David Lynch &Laura Dern Benjamin on 03 Okt 2007 09:13 pm
Inland Empire – Eine Frau in Schwierigkeiten (David Lynch, Frankreich/Polen/USA 2007)
Manchmal fragt man sich echt, was Lynch von seinem Publikum mit seinen Filmen eigentlich will. Seine Werke sind immer ganz eigene Welten in einem eigenen Universum, dem man ganz klar verschiedene Einflüsse zuordnen kann, Lynch hat aber einen eigenen Stil kreiert und treibt ihn immer weiter auf die Spitze. Konnte man Mulholland Drive noch als Meisterwerk bezeichnen, so ist dies bei Inland Empire nicht mehr möglich. Zu sehr verliert sich Lynch in seinen eigenen Spielereien und in seiner eigenen Welt, in die ihm niemand folgen kann. Auch hier verschmelzen ständig Welten und Realitäten miteinander, uns wird eine Laura Dern gezeigt, die hier zum, für mich, ersten Male zeigen kann, was für eine gute und wandlungsfähige Schauspielerin sie ist. Sie ist auf der Suche nach ihrer eigenen Realität und wird von Lynch mit ihren eigenen Ängsten und Abgründen konfrontiert. Dabei weiß weder sie, noch der Zuschauer, was nun eigentlich Realität und was Fiktion ist. Trotz einer ähnlichen Inszenierung wie bei Mulholland Drive fehlt dem Film für mich vollkommen die Intensität und Atmosphäre von MD. Der Film ist auch einfach viel zu lang. Drei Stunden lang ergießt sich Lynch in seinen Visionen und teilt sie mit dem Zuschauer.
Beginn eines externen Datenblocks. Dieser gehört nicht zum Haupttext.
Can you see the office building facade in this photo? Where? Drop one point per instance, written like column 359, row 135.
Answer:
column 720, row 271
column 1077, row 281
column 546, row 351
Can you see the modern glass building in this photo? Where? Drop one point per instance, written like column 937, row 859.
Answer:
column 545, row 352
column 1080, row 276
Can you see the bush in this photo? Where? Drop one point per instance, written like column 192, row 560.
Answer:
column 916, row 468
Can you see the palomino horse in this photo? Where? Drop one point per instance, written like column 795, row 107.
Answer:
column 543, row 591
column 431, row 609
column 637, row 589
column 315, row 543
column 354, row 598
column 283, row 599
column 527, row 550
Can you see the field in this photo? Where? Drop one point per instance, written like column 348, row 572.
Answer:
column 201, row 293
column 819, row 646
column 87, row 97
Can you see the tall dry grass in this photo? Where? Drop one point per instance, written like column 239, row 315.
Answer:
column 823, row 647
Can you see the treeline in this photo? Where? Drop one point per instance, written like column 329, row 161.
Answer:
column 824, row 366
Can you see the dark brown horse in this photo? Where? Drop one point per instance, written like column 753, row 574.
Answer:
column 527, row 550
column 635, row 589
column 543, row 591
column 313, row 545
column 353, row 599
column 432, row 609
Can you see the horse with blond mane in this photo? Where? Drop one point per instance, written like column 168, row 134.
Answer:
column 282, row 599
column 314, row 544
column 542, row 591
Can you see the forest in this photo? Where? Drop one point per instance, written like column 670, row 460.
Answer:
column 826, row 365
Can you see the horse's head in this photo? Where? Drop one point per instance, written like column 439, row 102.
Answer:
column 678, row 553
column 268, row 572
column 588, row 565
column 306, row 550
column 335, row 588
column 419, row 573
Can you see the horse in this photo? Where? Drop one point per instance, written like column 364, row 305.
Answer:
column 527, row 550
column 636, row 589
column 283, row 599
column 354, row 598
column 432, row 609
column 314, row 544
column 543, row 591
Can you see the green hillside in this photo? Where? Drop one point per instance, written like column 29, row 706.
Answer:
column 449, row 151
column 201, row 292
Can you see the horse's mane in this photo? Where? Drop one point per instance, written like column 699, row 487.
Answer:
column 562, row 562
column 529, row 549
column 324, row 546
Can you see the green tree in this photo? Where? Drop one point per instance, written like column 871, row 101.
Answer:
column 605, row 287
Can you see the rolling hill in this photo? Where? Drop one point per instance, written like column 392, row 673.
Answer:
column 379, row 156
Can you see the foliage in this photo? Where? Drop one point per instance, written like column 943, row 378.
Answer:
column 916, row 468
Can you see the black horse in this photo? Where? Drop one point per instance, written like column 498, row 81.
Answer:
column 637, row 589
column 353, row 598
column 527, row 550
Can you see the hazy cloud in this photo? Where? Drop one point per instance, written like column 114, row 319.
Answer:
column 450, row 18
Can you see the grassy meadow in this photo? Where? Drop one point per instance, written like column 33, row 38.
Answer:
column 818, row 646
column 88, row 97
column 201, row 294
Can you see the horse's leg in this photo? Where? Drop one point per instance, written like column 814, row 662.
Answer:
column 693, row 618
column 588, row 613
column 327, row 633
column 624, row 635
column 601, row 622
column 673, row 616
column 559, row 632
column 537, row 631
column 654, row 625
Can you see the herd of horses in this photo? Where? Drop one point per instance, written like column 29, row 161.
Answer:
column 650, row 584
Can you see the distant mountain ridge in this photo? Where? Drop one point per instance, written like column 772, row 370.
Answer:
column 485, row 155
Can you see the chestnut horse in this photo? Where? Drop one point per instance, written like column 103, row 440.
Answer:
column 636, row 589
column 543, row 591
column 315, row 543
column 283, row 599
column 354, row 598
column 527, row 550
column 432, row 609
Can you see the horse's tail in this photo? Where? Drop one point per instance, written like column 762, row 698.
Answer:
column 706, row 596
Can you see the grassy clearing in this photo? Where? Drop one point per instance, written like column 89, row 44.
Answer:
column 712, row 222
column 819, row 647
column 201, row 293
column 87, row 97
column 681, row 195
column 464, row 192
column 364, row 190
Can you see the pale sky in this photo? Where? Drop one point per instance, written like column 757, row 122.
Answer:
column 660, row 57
Es bleibt abzuwarten, ob Lynch die eingeschlagene Richtung beibehält und sein nächster Film selbst für die hartgesottensten der Lynchfans zu viel wird, oder ob er hier eine aus Lost Highway, Mulholland Drive und Inland Empire bestehende Trilogie abgeschlossen hat und uns mit seinem nächten Werk etwas aus einer ganz neuen Richtung präsentiert.